Sunday, May 27, 2012

The west's opinion makers are championing aggression

Here's from the FT, which seems to lay the onus for the failure of "nuclear" talks with Iran on the Iranians, when the real issue that needs to be addressed is casually ignored:
Iran’s intentions remain a mystery - FT.com: "If Israel is to be deterred from attacking Iran’s nuclear facilities, there needs to be a peaceful diplomatic solution to the crisis over Tehran’s atomic programme. But after two rounds of intense negotiations between Iran and world powers, there is still no certainty that such a bargain is possible.
Two days of fraught talks with senior Iranian officials in Baghdad last week left western envoys none the wiser as to whether Iran really wants a deal that can allay fears that it is building a nuclear bomb or whether the Middle East is heading for a big conflict. To describe the outcome of the Baghdad meeting as a setback would be a little strong. This is a complex negotiation in which several bargaining rounds remain. Still, the optimism that reined in western capitals after an earlier meeting in Istanbul has gone. It has been replaced by a nervous realism that securing a deal with Iran will be hard indeed."
The impression the FT's editors give is that Iran has crossed some invisible line with its nuclear enrichment program which is intolerable to the right-thinking, peace-loving members of the US hegemonic world order.
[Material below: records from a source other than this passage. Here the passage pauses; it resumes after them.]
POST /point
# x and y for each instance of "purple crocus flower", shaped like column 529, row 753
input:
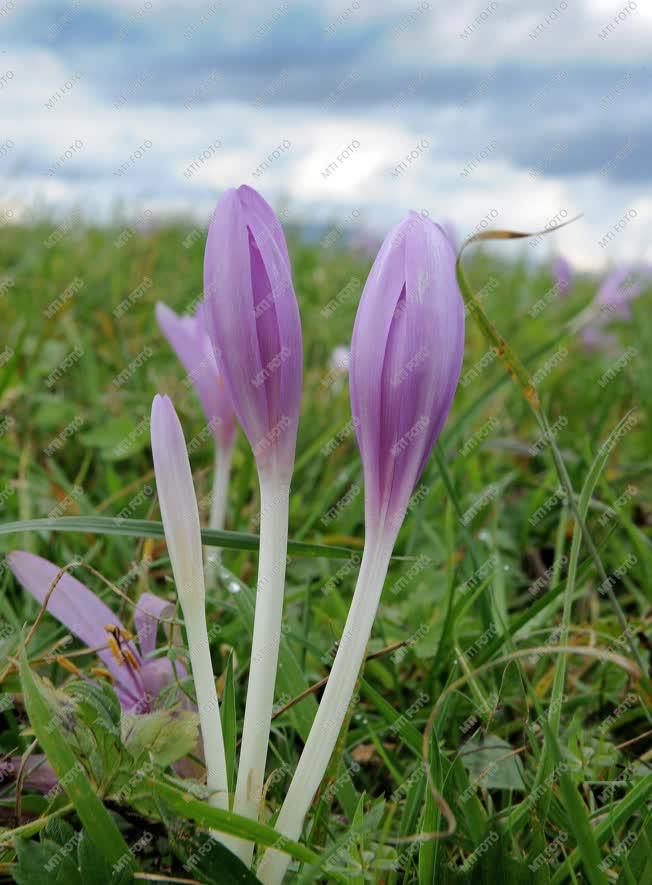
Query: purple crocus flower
column 138, row 677
column 188, row 338
column 253, row 322
column 563, row 275
column 406, row 357
column 612, row 302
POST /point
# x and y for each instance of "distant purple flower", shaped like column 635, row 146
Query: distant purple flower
column 616, row 294
column 406, row 356
column 612, row 302
column 138, row 677
column 252, row 318
column 188, row 338
column 563, row 275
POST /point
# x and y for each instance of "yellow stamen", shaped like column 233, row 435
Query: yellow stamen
column 68, row 665
column 101, row 673
column 130, row 658
column 114, row 648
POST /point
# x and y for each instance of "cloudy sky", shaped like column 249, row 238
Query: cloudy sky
column 513, row 110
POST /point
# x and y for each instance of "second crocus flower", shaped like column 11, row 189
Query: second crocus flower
column 406, row 357
column 252, row 318
column 180, row 517
column 188, row 338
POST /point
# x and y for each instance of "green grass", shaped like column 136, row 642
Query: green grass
column 469, row 761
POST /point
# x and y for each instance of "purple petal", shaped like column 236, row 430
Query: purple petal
column 78, row 609
column 253, row 322
column 188, row 338
column 158, row 673
column 38, row 773
column 406, row 357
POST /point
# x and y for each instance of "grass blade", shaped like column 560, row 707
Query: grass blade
column 97, row 821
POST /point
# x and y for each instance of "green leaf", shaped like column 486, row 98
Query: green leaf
column 290, row 678
column 101, row 827
column 165, row 735
column 145, row 528
column 209, row 856
column 636, row 798
column 92, row 865
column 577, row 816
column 229, row 722
column 487, row 759
column 191, row 808
column 45, row 861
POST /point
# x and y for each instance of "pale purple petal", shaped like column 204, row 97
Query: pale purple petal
column 253, row 322
column 563, row 275
column 78, row 609
column 177, row 499
column 38, row 774
column 340, row 358
column 188, row 338
column 406, row 357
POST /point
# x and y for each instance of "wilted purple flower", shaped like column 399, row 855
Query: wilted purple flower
column 188, row 338
column 563, row 275
column 406, row 356
column 253, row 323
column 138, row 678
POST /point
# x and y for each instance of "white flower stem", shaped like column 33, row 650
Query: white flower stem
column 274, row 502
column 334, row 704
column 194, row 615
column 212, row 555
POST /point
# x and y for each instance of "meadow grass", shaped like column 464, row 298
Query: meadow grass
column 528, row 769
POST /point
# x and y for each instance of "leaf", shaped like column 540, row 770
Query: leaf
column 92, row 866
column 190, row 808
column 500, row 773
column 146, row 528
column 229, row 722
column 92, row 813
column 44, row 861
column 209, row 856
column 165, row 735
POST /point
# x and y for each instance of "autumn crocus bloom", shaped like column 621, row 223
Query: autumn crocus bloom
column 180, row 518
column 563, row 275
column 406, row 356
column 138, row 678
column 188, row 338
column 253, row 322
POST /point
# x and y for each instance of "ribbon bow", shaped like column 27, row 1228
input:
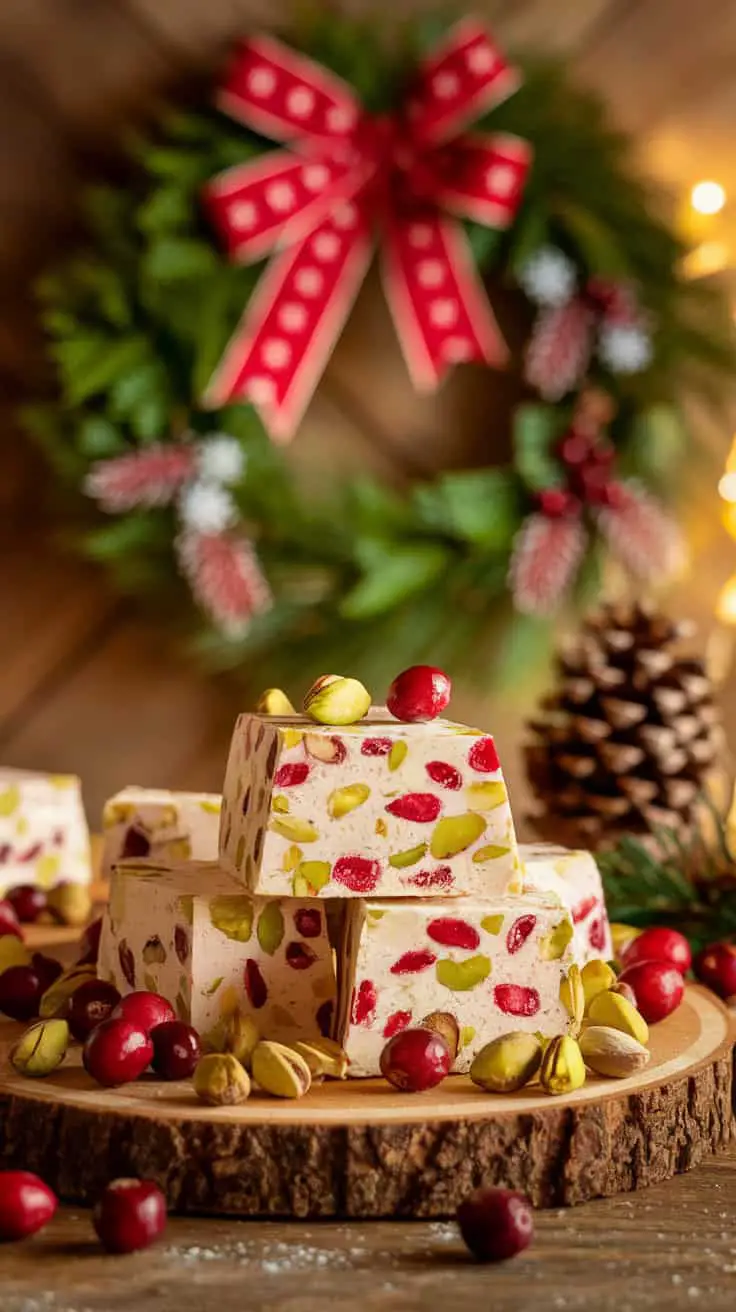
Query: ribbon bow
column 347, row 173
What should be under discussion is not the potential for Iran to breakout of its treaty obligations under the NPT -- which has never been conclusively proven, though it's frequently suggested in groundless leaks -- but rather how the US has ignored its treaty obligations, as well as the elephant in the room: Israel.

Under the NPT, the assistance that Israel recieved from the US in building its own nuclear arsenal are both matters that should be roundly criticized and condemned by international institutions. But the US owns those institutions, or commands "allied nations" as its puppets, so all we get is this constant game of confrontation played out in the media between the rulers and their belligerent adversary.
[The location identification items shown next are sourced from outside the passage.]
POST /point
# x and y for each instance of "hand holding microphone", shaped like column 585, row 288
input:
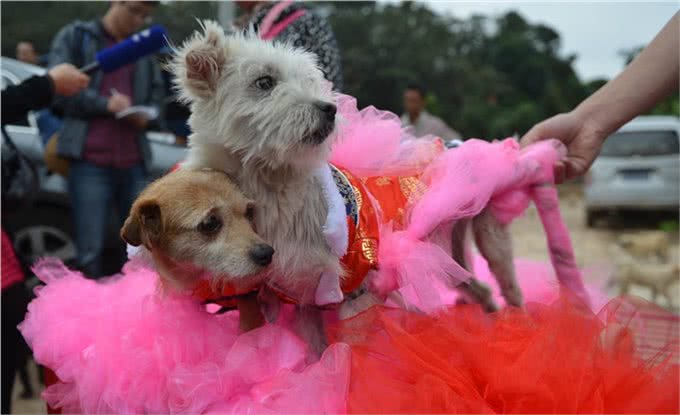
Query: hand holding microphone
column 67, row 79
column 137, row 46
column 118, row 102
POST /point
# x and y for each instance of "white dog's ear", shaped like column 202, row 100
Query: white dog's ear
column 199, row 63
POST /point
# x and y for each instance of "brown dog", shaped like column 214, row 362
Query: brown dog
column 197, row 226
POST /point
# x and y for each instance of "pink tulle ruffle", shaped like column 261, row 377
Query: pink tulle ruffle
column 118, row 346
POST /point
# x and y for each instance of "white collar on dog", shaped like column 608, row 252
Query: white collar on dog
column 335, row 228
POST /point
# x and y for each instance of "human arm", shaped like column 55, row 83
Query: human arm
column 652, row 76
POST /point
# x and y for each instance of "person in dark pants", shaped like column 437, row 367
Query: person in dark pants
column 34, row 93
column 109, row 157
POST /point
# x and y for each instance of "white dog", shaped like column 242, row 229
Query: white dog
column 264, row 114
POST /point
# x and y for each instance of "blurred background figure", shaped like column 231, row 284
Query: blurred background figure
column 422, row 122
column 299, row 25
column 26, row 53
column 19, row 183
column 109, row 156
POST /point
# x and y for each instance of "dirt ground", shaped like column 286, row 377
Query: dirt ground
column 591, row 248
column 591, row 245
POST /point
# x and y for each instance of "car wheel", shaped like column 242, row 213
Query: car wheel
column 44, row 231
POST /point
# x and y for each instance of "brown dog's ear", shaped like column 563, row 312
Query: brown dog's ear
column 143, row 226
column 200, row 61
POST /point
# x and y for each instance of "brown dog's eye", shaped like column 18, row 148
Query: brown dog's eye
column 250, row 212
column 210, row 225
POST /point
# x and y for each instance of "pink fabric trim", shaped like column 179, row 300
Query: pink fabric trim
column 272, row 15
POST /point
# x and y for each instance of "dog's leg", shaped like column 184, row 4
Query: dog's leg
column 311, row 328
column 495, row 245
column 655, row 292
column 473, row 291
column 351, row 308
column 250, row 316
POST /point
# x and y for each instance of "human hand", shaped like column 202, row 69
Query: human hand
column 582, row 139
column 118, row 102
column 67, row 79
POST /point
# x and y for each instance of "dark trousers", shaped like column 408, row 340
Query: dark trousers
column 95, row 191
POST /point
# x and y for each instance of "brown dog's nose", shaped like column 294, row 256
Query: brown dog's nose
column 262, row 254
column 328, row 109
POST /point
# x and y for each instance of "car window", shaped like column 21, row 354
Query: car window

There's an even dirtier game going on here, though, and that's the incipient threat of aggressive war against Iran by Israel -- particularly by way of its more powerful proxy, the USA.

Under the Nuremberg doctrine, waging a war of aggression is the supreme international crime. Still, when the US has done this on a number of occasions -- particularly Afghanistan and Iraq, though the list is ever-expanding -- there has been no unified international condemnation or trials of the culprits for war crimes and crimes against the peace.

Now these same aggressors are positioning themselves for a new round of aggression against a nation that has not attacked them, nor violated their national sovereignty. Quite the opposite, in fact: the US and Israel, through the MEK terrorist organization, have both waged a low-level, asymmetric war against Iran -- which, were the shoe on the other foot, would doubtless be answered in the the harshest terms.

If Iran's nuclear program were such a real threat and problem, there would be more evidence that trace amounts of radiation detected here and there -- according to anonymous reports leaked to a propaganda-mongering, co-opted media establishment. The constant efforts to hype up a virtual nothing suggests that the hype is the point, and not any real threat.

Let's condemn the criminal regimes that foment war and strife between people, and do what is necessary to cut off the head of this Hydra of aggression that plagues our already troubled planet. We can't afford those who make war for profit to make this a miserable place for ever more millions of people.